For Pete sake, you just walked off and left them lying on the floor, didn't you?' Stella went into automatic reverse, spinning round to retrace his steps. Her attention settled on the abandoned carrier bags with relief. Hurrying back, she grabbed them up. 'What bookshop?' Dior repeated stonily when she'd made it back to his side, laden like a packhorse.
'I work in one during the day. I also live above the shop...' Stella paused to get her breath back. 'I have to contact Watson to warn him that I'll be taking time off. He'll call the police if I suddenly vanish—' 'Rubbish! He'll assume that you've taken off with some boyfriend. The staff of your age are often unreliable,' Dior Harlequin asserted, unimpressed.
Affronted by the response, Stella breathed in very deep to control her temper, but it didn't work. 'You know, I've had it up to here with you!' she told him bluntly, tipping back her silvery fair head to survey him with upset resentment. 'I do not have a boyfriend and I am not unreliable. Don't underestimate me and don't talk down to me, Harlequin.
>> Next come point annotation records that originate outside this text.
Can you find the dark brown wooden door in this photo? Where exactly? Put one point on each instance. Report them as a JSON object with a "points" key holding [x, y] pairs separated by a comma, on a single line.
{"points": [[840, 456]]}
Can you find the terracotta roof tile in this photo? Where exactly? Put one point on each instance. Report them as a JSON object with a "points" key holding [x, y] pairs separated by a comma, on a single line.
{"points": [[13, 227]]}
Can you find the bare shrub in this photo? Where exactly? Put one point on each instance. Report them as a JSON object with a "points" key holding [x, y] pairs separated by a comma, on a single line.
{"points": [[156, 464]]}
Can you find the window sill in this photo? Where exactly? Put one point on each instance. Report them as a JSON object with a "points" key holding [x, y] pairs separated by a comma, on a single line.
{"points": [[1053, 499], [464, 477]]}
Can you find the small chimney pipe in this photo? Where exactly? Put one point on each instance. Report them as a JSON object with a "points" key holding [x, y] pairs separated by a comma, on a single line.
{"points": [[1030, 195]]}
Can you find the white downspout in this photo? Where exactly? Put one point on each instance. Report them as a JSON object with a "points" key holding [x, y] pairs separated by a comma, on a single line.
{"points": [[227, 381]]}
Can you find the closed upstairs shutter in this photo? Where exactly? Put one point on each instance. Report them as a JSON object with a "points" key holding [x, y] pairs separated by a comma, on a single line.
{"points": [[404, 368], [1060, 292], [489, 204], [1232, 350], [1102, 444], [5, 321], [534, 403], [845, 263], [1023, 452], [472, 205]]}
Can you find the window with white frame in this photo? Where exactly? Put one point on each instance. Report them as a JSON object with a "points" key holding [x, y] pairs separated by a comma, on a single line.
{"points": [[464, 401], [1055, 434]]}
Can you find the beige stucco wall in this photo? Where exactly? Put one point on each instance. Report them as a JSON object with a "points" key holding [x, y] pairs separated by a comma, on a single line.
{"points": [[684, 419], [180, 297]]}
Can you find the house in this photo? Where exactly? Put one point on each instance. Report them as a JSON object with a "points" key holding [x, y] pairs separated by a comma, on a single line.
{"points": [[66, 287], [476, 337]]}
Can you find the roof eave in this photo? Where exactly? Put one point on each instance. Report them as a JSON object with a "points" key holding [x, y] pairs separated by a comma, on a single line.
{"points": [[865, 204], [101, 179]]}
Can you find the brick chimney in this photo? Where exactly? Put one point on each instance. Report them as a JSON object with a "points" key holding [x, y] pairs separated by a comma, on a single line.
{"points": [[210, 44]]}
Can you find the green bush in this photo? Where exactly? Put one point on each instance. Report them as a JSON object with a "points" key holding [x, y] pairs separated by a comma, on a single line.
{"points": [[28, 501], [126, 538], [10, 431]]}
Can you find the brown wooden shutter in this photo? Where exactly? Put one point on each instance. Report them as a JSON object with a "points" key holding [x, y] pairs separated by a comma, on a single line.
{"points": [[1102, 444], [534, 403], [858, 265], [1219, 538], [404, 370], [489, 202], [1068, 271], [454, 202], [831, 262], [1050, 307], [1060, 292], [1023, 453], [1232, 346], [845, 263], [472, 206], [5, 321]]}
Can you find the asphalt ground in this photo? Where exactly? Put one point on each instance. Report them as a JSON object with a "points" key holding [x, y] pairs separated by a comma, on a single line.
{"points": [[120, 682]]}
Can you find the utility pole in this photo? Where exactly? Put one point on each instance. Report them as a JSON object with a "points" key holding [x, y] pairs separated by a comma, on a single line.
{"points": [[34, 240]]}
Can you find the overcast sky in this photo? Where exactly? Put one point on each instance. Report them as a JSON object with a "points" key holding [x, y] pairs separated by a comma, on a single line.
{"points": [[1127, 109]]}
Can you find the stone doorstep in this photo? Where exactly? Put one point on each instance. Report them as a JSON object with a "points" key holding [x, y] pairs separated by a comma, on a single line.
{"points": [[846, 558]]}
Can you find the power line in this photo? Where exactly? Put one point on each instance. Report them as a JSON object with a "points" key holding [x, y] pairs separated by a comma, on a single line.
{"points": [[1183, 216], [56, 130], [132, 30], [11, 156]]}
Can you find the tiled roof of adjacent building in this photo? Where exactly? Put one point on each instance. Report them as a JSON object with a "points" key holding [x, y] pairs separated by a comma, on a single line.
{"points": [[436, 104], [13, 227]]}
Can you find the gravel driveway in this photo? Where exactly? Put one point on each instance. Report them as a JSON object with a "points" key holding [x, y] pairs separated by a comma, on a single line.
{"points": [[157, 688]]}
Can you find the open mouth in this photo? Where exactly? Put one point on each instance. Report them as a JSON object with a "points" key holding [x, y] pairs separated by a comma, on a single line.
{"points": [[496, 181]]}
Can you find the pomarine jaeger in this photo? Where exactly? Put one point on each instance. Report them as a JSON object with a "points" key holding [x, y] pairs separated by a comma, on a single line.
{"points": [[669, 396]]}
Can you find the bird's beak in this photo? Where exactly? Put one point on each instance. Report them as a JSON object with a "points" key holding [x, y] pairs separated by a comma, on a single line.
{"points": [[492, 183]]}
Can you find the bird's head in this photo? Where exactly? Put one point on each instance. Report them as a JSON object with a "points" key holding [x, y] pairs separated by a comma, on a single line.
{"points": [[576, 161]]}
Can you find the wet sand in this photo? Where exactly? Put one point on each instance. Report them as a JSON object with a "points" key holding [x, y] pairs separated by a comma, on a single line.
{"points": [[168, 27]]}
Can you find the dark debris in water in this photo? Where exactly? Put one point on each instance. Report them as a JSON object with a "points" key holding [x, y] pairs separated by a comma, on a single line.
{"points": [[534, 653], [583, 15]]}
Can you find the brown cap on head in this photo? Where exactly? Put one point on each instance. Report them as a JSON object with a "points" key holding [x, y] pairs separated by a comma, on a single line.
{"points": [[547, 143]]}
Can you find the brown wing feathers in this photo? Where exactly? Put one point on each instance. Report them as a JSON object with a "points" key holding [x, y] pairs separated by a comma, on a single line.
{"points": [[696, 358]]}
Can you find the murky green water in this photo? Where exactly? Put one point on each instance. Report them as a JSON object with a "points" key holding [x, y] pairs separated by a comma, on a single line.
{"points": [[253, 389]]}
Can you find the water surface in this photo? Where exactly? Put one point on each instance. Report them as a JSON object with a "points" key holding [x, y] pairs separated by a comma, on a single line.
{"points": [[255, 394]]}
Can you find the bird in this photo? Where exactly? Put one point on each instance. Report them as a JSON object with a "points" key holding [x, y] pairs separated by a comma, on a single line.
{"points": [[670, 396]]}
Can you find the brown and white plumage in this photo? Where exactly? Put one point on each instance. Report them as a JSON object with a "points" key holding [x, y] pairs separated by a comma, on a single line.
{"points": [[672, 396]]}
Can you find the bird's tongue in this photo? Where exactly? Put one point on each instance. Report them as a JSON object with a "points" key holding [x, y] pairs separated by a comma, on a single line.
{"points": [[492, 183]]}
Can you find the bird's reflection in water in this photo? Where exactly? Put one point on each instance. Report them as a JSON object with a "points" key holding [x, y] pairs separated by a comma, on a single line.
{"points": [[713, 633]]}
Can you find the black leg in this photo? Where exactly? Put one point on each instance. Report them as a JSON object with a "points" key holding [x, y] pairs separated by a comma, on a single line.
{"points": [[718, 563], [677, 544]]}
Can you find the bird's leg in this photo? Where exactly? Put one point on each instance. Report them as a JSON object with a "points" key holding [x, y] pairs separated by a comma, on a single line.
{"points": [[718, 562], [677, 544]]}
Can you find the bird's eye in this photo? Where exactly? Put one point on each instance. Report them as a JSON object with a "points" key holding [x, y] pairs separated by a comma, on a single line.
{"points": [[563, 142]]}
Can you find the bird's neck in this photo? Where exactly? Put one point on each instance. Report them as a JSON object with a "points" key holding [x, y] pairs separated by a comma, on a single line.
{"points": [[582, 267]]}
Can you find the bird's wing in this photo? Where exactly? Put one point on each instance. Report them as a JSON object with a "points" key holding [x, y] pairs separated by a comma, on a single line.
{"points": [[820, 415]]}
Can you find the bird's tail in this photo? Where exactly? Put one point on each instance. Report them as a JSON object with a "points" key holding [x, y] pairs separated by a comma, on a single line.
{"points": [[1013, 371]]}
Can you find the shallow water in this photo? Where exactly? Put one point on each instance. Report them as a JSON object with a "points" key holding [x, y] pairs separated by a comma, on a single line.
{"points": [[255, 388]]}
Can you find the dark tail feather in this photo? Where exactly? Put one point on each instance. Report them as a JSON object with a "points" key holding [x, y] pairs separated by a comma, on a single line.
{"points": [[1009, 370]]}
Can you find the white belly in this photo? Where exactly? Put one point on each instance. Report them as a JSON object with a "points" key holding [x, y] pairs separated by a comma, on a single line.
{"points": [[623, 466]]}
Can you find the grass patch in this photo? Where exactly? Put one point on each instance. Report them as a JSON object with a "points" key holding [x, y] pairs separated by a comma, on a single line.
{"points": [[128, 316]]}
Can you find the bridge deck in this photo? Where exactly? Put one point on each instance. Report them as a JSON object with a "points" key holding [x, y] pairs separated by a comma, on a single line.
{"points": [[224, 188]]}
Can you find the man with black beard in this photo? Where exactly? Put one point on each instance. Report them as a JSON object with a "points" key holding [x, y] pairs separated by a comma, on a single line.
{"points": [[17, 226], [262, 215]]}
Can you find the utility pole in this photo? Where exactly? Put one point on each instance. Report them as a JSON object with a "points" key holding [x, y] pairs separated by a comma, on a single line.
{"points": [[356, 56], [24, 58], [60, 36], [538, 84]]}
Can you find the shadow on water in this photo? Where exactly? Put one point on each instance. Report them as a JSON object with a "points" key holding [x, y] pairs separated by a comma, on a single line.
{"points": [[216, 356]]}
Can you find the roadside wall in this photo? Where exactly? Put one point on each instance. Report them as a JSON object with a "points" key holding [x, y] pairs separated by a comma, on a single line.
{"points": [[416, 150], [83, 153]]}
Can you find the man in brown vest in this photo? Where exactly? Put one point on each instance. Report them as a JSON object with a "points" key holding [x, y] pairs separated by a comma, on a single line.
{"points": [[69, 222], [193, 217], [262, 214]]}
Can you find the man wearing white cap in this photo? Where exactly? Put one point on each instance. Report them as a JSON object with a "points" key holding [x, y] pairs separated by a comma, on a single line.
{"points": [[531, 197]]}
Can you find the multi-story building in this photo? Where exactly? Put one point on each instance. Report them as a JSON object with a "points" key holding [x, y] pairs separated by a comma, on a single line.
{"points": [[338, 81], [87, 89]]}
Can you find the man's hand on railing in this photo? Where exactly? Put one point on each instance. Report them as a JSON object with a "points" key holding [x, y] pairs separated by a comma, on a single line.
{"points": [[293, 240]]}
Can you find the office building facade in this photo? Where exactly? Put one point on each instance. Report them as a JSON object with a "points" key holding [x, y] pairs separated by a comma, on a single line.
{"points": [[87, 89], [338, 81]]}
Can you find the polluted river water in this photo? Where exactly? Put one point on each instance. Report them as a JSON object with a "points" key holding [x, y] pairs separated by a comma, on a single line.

I always turn in for work. I've been in the same job for five years, and for the past two I've virtually been running the business—' 'So what are you doing slogging as a cleaner five nights a week?' he incised drily. 'I need the money...OK?' she flared. 'Is that any of your business?' 'Your insolence outrages me."
Shimmering dark, deep-set eyes raked over her, the lean, bronzed features hard as steel. 'So I don't like you...what do you expect? I haven't done anything wrong. I made a silly mistake, but it's being treated like a major crime!' Stella recounted in an accusing undertone.
'You're blackmailing me into doing what I don't want to do...and I don't appreciate your conviction that because I'm poor I'm more likely to be dishonest!' 'Are you quite finished?' Feeling as if she had run smash-bang into a brick wall and bruised herself all over, Stella reddened and compressed her lips.
'Today of all days,' he breathed with harsh emphasis, 'I am not in the mood for this nonsense. Come on. We have wasted enough time.' 'You believe me, then...?' Stella prompted a minute or two later as she struggled to keep up with his long, powerful stride.
'All I believe is that I caught you before you contrived to disobey my explicit warning not to telephone anyone,' Dior contradicted with succinct bite. 'You're little and sneaky. Why does that not surprise me?' 'I am not sneaky!' 'You could have explained that you had another employer.
I'm not an unreasonable man,' Dior stated grimly. 'But you chose to sneak instead of being open and honest.'
If he said 'sneak' again, she swore she would slap him. Her cheeks flamed, but the threat of thirty lashes at dawn wouldn't have dragged an apology from her. Asking him permission to do anything would have choked her.
And, whether he liked it or not, that call to Watson still had to be made. Unfortunately, the prospect of telling little white lies to Watson in Dior Harlequin's presence made her squirm. Stella didn't make a habit of lying.